There is light at the end of the beef tunnel, according to Bord Bía at today’s Beef 2014 event at Teagasc Grange.

“Supply and demand are the factors determining farmgate prices at the present time,” Bord Bía’s Joe Burke told Agriland. “The total cattle kill in Ireland is currently averaging 30,000 head per week. That’s between 4 and 5 thousand ahead of the equivalent figure this time last year. And it looks like the numbers of animals presented for slaughter will remain reasonably high over the coming weeks.

“But beyond that the scale of the cattle kill may well reduce, bringing supply more in line with demand.”

Joe Burke continued: “The reality is that beef consumption has dropped by the equivalent of half a million tonnes per year across Europe since 2009. At the present time, we are also seeing increased beef supply coming to the market in countries such as Germany and the UK. And all these factors must be considered when it comes to determining the farm gate prices for beef that are made available in Ireland.”

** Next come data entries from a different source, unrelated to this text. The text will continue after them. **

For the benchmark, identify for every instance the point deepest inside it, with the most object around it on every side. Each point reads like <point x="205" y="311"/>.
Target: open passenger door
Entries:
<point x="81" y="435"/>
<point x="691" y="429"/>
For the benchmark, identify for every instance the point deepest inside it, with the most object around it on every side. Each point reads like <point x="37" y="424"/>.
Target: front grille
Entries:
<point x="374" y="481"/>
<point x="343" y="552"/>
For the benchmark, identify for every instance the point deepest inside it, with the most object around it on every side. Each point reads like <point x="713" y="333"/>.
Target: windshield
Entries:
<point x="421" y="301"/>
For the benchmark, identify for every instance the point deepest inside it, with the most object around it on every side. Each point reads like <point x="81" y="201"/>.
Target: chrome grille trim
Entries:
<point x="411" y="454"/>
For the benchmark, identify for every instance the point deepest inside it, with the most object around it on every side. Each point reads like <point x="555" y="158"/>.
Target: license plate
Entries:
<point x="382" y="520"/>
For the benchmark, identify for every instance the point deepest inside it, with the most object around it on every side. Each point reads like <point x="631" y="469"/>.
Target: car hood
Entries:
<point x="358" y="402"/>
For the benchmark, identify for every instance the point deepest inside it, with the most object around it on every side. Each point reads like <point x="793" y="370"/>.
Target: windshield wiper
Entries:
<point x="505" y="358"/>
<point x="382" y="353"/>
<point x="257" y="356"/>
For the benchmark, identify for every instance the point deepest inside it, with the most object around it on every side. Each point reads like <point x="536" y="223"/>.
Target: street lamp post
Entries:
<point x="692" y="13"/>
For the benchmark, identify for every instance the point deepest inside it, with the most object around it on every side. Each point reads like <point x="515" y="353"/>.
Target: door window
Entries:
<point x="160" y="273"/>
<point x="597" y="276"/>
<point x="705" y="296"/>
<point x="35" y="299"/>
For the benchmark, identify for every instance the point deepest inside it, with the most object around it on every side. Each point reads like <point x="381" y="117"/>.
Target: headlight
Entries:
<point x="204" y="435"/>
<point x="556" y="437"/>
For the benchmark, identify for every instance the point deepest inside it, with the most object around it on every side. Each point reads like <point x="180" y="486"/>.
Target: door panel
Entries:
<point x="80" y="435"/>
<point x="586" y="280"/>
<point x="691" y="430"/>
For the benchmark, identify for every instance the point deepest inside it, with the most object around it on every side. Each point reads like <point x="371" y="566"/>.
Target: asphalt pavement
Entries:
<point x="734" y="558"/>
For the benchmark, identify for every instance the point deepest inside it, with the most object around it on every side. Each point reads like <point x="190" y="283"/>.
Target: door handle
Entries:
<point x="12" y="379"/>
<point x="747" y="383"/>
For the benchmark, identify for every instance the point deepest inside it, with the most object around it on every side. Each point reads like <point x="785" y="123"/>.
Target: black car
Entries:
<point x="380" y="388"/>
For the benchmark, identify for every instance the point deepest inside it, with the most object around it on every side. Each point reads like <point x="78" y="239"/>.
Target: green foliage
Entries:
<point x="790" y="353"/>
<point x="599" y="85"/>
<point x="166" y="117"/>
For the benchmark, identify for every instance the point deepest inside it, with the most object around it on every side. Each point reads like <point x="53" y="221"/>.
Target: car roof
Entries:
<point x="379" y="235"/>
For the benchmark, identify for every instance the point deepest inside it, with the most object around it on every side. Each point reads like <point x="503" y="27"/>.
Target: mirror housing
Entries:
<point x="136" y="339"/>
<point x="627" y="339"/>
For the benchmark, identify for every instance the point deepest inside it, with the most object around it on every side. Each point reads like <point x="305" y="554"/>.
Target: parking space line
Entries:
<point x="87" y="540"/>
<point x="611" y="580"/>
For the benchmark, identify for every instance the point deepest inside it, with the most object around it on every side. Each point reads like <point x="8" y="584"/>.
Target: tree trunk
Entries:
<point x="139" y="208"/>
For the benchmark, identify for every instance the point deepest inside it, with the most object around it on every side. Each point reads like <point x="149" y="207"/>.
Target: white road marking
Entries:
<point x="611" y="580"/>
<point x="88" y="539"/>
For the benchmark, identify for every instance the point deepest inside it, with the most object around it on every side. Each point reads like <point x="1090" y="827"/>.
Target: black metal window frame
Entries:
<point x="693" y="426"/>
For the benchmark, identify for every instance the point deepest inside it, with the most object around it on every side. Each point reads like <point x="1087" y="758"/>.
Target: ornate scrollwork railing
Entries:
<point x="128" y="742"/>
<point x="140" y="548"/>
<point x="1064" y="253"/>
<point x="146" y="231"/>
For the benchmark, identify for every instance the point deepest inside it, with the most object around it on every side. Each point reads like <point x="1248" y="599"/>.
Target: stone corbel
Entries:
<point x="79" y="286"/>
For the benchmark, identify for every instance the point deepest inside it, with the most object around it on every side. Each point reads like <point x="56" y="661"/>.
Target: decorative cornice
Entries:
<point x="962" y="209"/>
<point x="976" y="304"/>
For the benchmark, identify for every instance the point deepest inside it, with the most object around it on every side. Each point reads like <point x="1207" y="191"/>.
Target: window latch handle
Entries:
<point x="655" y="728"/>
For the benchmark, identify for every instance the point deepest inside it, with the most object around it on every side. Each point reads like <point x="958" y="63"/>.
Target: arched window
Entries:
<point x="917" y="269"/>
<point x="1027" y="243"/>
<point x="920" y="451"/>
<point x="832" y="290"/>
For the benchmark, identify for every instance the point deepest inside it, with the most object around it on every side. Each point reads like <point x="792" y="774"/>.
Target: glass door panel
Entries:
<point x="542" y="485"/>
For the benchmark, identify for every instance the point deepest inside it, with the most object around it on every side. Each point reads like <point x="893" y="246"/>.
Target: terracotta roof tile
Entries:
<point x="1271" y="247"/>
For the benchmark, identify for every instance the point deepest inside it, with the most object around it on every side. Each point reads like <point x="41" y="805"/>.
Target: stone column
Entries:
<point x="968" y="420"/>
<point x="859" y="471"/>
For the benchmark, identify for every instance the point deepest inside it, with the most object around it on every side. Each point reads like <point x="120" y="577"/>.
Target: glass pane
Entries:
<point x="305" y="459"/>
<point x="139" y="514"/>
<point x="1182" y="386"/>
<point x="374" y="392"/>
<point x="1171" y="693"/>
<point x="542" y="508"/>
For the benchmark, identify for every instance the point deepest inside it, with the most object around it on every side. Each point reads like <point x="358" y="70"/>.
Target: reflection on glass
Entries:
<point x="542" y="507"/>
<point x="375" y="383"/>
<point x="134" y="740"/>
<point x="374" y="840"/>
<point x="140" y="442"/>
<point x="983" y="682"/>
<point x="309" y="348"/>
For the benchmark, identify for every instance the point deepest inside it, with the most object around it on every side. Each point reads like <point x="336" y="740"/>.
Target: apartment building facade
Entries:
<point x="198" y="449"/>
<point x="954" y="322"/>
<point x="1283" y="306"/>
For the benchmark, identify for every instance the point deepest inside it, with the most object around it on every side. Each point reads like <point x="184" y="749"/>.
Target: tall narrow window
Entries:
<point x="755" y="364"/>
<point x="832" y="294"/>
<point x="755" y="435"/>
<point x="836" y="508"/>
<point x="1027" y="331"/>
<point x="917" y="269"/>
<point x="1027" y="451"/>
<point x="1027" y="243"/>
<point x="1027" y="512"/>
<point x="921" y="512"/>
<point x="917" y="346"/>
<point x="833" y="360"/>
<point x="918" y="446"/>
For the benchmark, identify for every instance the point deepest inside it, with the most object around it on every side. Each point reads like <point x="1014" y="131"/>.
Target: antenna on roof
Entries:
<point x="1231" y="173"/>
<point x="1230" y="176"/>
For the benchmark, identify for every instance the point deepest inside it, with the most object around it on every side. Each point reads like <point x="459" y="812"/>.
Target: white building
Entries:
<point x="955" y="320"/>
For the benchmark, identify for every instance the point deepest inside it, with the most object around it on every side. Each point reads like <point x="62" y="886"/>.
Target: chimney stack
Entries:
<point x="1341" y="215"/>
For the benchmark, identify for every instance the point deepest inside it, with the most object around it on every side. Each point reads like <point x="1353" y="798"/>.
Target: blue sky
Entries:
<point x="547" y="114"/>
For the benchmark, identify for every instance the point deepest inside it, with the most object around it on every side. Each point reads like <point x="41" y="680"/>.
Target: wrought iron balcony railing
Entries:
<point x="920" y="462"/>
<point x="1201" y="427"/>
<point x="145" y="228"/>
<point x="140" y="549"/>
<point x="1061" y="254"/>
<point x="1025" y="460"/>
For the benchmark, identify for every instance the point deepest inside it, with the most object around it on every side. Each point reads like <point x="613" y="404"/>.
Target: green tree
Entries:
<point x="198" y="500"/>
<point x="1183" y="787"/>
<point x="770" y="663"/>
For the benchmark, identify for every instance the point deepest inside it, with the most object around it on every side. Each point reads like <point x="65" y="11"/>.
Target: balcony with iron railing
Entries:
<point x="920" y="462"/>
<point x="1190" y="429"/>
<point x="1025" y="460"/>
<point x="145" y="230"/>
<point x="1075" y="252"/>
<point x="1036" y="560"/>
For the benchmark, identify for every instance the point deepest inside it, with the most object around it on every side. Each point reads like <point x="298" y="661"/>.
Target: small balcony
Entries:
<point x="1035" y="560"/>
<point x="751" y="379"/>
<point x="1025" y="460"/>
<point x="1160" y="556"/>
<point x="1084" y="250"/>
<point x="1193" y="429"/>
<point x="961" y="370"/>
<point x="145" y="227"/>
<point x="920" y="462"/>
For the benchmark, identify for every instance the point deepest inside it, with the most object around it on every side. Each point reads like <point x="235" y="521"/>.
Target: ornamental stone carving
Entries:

The Bord Bía representative went on to point out that as Europe comes out of recession, income levels will increase. “This may well lead to an increase in the amount of beef actually eaten and the price which consumers are prepared to pay for it,” he stressed

Joe Burke also believes that the growing demand for certified Angus and Hereford beef can be sustained. “Last year 250,000 Angus calves were registered in Ireland. The equivalent figure for Herefords was 150,000,” he commented.

“And there is little doubt that these numbers will increase over the coming years. It is also significant that Teagasc has signalled its intention to search the role for native breeds within Ireland’s beef production chain.

“Our role at Beef 2014 is to tell farmers how they can best maximise the returns they get from the marketplace with the cattle they are producing.”